Parker, 51, is a lawyer and former mayor of Paradise Valley, Ariz. He currently is a member of the city council. He is a graduate of California State University and the Georgetown University Law Center.
He is locked in a heated battle with Democrat state Sen. Krysten Sinema to represent the Arizona new district.
Parker is referring to a flier put out by the Arizona Democratic Party that blasts his healthcare and tax plans and suggests that Parker has "questionable ethics." The flier features a digitally manipulated photograph of Parker that he says is "racially insensitive."
Both Sinema and state Democratic Party officials have refused to denounce the flier, saying the picture used in the document came from Parker's Facebook page.
Parker has alleged racism before. During a primary campaign for Congress two years ago, he called out fellow Republican Ben Quayle for telling voters that Parker would become "the national poster boy for the Democratic Party if elected."
Parker said then that he was offended by the use of the word "boy."
He also noted similarly race-based attacks this election season on fellow black Republicans Allen West in Florida and Mia Love in Utah. Both are running in heavily contested congressional races – and Love, who is Haitian, seeks to become the first black GOP female elected to the U.S. House of Representatives.
“I just really find it so distracting that we’re even, in 2012, talking about race and the Democratic Party – which is supposed to be ecumenical, all inclusive – for them to put issues out there like that, it’s really pathetic,” Parker said.

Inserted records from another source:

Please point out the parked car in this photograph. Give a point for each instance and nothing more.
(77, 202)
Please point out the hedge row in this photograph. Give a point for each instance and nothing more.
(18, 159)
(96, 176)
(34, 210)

“However, we are going to talk about the issues and about putting Americans back to work, making sure that the future generations can inherit the American promise. This is something that is so powerful. I would not be sitting here today but for that.
“My grandmother, she couldn’t read. She couldn’t write,” Parker added. “Two generations away from someone who couldn’t read. And for me to be running for Congress and, regardless of the color of my skin, I’m just so blessed and thankful to be here and to, hopefully, pass on that same dream on to future generations.
“It was through her vision of what the American Dream was that I got a great education. I went to a community college, all public. I eventually ended up at Georgetown University’s Law School. When my grandmother was 75 years old, I told her, ‘I can’t go to Georgetown because I don’t have the resources.’
“At 75, she cleaned houses to help get me there, because she wanted something better for me than what she had – and that is the American Dream and that is the focus.
“Let’s get people back to work,” Parker said. “Let’s get the middle class back to work – and let’s get America back to work.”